3 Data in Organizations

3.1 Why Organizations Need Data Systems

A modern organization generates data at every touchpoint: a customer opens an app, a warehouse scans a carton, a plant sensor logs a temperature, an HR system records a leave request. Without deliberate systems, this output is fragmented across applications, stored in incompatible formats, and effectively invisible to decision makers. Data systems are the organizational plumbing that captures, moves, stores, and serves this output so that it can support both daily operations and longer-horizon analysis.

The two jobs data systems must do

Every organization needs data infrastructure that can simultaneously (a) keep the business running by serving live transactions, and (b) support reporting and analysis by preserving a consistent historical view. These two jobs pull in opposite directions, which is why most organizations end up with two layers of data systems rather than one.

3.2 Operational versus Analytical Data

The single most important architectural distinction inside an organization is between systems that run the business and systems that analyse it.

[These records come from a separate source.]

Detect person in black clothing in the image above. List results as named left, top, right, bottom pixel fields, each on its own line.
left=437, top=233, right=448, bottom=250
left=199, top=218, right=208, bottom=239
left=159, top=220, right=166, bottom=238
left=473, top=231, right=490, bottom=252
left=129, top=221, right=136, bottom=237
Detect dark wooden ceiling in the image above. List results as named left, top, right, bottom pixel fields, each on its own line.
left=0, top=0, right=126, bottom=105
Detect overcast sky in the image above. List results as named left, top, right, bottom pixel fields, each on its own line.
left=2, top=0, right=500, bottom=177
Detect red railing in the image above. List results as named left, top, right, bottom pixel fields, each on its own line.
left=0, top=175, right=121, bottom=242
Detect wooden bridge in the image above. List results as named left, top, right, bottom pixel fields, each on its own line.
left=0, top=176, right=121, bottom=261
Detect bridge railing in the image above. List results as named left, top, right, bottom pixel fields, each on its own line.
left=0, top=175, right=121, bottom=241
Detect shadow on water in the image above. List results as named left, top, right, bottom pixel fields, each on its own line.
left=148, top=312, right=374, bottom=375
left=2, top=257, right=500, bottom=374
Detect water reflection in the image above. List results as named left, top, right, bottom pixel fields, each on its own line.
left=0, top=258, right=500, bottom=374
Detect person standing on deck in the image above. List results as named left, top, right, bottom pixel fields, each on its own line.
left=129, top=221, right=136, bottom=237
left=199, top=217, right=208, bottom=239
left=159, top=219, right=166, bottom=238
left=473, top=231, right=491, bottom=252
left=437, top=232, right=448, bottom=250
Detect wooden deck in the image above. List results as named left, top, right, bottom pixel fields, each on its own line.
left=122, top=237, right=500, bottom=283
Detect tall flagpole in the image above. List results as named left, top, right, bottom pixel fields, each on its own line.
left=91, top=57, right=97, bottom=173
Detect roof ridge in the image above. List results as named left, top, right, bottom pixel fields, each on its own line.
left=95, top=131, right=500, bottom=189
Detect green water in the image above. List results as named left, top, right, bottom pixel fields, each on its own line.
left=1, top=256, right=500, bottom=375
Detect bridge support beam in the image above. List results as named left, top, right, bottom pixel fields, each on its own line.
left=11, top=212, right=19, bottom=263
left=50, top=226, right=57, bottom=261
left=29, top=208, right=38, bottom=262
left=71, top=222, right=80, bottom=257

OLTP: Online Transaction Processing

Systems optimised for short, frequent, read-write operations. A single transaction touches few rows and must complete in milliseconds. Examples: the core banking system at HDFC, the order-placement table at Flipkart, the POS database at Reliance Retail. OLTP schemas are highly normalised to avoid update anomalies.

OLAP: Online Analytical Processing

Systems optimised for long, read-heavy queries that aggregate millions of rows. A single query may scan an entire year of sales. Examples: the enterprise data warehouse at Infosys, the revenue cube at Airtel, the supply-chain warehouse at Maruti Suzuki. OLAP schemas are denormalised (star, snowflake) to speed aggregation.

Try here

Why running analytics on the OLTP system is discouraged

A long aggregation query on the transactional database competes for the same resources that serve live customer requests. Organizations therefore replicate operational data on a periodic cadence into a separate analytical store so that the two workloads never interfere.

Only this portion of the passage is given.